4o Paulinia (2011) – noite 7
A febre de Cláudio Assis contamina Paulínia
Por Luiz Joaquim | 14.07.2011 (quinta-feira)
PAULINIA (SP) – São raras as vezes em que um acontecimento cultural vai além do importante e torna-se histórico. Na quarta-feira, última noite da mostra competitiva do 4o Paulínia Festival de Cinema, essa sensação era quase palpável de tão concreta e fácil de comprovar. Aconteceu durante a primeira exibição “intergaláctica”, como anunciou a produtora Júlia Moraes, de “Febre do Rato”, terceiro longa-metragem de Cláudio Assis.
Para começo de conversa, Cláudio promoveu a apresentação mais empolgante de todo o festival. Lembrou que o verdadeiro cinema não pode abrir concessões para depois convocar sua equipe no palco, com cerca de 15 pessoas, para dançar e em seguida dar seu tradicional beijo na boca, um a um, para um teatro de 1.300 lugares ver. Entraram também na dança do beijo os apresentadores da cerimônia Marina Person e o crítico de cinema Rubens Ewaldo Filho.
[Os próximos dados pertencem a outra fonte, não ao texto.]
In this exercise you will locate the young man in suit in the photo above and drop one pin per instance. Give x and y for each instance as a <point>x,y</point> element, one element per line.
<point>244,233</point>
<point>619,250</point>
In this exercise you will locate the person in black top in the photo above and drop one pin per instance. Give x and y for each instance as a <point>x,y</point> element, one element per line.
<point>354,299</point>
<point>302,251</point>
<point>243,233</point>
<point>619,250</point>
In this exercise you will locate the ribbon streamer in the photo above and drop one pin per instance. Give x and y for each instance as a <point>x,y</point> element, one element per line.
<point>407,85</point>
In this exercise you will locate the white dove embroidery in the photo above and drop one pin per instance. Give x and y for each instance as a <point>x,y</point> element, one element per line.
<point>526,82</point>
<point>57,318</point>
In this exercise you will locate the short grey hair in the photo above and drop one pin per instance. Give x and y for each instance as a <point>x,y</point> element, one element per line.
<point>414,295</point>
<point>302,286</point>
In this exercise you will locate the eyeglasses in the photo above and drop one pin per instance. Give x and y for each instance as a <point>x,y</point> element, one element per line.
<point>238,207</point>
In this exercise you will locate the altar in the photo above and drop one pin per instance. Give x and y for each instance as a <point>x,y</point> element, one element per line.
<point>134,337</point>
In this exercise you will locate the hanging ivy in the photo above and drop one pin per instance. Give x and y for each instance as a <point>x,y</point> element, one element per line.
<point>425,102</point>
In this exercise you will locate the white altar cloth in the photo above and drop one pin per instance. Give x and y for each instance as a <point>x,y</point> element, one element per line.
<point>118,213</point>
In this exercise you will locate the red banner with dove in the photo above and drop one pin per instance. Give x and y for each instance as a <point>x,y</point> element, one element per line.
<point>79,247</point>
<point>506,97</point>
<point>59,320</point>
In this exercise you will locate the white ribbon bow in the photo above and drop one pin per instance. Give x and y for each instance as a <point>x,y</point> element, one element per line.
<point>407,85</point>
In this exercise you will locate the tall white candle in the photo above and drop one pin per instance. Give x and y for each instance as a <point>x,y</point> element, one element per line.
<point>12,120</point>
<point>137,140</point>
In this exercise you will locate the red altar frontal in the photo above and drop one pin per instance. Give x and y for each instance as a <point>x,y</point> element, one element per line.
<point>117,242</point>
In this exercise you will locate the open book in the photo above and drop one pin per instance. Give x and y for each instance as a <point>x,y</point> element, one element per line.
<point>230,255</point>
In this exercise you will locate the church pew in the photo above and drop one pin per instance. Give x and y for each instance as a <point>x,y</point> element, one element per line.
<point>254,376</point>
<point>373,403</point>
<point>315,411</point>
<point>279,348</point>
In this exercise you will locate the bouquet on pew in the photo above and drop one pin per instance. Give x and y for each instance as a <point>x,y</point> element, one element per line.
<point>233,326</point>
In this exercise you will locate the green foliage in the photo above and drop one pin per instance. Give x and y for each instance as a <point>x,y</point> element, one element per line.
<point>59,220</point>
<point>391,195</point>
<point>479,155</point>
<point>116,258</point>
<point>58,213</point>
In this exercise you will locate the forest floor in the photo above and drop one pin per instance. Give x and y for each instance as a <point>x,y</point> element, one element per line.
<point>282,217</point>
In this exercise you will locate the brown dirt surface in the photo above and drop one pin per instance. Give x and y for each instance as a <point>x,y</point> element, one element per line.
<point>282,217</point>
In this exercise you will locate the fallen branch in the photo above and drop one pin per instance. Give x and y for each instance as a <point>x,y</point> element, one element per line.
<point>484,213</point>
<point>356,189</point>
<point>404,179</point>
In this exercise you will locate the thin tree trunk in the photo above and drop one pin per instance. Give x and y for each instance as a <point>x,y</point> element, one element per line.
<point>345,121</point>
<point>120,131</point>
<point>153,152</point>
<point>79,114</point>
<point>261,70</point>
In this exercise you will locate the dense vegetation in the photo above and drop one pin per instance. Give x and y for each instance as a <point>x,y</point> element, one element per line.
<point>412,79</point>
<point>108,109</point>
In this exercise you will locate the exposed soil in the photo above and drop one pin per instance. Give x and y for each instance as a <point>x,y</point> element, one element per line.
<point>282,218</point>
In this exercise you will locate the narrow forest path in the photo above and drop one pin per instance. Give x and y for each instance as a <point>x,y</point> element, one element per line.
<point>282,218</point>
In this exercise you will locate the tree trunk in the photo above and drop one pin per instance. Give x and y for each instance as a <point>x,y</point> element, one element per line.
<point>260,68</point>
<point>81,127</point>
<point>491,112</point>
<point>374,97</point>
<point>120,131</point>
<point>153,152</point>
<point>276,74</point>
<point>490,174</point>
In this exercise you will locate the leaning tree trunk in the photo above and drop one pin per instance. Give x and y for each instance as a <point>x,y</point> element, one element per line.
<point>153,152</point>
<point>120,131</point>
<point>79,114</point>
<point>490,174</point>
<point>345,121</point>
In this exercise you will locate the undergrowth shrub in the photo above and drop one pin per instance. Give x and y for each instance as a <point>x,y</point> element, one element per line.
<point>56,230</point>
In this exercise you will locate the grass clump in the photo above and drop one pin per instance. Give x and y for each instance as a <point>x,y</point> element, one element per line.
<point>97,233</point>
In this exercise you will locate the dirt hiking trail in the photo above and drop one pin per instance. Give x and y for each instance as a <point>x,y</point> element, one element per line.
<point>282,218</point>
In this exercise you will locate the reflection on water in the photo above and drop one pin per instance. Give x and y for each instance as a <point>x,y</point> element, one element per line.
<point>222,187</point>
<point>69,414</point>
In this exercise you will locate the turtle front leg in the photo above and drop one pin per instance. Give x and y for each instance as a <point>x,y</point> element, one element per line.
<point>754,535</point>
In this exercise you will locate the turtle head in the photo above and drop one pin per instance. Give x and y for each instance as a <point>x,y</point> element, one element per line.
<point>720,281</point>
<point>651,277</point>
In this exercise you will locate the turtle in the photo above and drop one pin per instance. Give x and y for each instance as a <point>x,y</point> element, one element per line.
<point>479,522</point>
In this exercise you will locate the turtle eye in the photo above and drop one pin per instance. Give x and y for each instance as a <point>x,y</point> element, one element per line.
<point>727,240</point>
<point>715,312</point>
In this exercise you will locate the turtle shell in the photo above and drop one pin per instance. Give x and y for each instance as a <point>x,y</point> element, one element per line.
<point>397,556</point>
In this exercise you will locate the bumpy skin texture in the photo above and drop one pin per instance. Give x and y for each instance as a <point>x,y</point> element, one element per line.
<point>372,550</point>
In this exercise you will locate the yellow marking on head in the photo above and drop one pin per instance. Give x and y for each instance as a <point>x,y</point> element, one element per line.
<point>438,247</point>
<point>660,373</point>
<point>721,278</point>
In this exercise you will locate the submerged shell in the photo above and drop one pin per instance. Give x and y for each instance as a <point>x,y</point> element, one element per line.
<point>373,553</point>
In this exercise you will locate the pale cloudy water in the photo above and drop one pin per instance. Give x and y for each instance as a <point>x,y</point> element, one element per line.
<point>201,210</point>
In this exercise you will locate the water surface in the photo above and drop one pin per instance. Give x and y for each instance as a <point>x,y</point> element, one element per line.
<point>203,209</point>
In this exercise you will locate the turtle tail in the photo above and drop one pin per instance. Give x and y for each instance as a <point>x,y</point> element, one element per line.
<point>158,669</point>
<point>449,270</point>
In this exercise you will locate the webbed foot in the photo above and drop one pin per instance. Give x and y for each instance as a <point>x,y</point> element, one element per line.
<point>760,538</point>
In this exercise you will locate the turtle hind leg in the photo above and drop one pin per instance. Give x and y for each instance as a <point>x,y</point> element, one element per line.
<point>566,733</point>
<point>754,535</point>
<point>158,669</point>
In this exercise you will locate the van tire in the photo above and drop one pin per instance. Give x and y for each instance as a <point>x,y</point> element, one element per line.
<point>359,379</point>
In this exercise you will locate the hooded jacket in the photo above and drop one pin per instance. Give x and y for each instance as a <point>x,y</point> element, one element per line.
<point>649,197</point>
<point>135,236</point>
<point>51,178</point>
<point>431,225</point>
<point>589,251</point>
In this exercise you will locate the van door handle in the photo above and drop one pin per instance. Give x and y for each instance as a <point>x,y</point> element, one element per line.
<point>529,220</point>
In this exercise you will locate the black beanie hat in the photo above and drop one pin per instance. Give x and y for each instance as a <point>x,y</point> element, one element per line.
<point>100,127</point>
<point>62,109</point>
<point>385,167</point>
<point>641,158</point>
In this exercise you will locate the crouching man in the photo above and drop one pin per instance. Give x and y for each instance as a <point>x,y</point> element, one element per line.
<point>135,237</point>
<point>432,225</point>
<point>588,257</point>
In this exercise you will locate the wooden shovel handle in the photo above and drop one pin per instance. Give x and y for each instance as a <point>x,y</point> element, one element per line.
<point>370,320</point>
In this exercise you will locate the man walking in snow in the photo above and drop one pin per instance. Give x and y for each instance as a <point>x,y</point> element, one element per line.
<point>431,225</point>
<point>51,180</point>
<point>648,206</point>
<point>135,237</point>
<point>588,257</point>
Mas a festa começaria mesmo com a projeção do filme. A primeira questões a apontar é ter a coragem de assumir que o “Febre do Rato” é uma trabalho que vai ganhando novas cores com o passar do tempo. Tem a característica dos filmes que parecem não falar de nada, mas na verdade está a falar do que é a essência do ser humano.
Aspecto que é ressaltado pelo próprio personagem de Nanda Costa (Eneida) com Irandhir Santos (Zizo), quando estão a ver um filme chamado “Maconha”. Ela gosta do que vê mas comenta: “Pena que não tem história, né?”, para Zizo responder: “A história está nos olhos de quem vê”.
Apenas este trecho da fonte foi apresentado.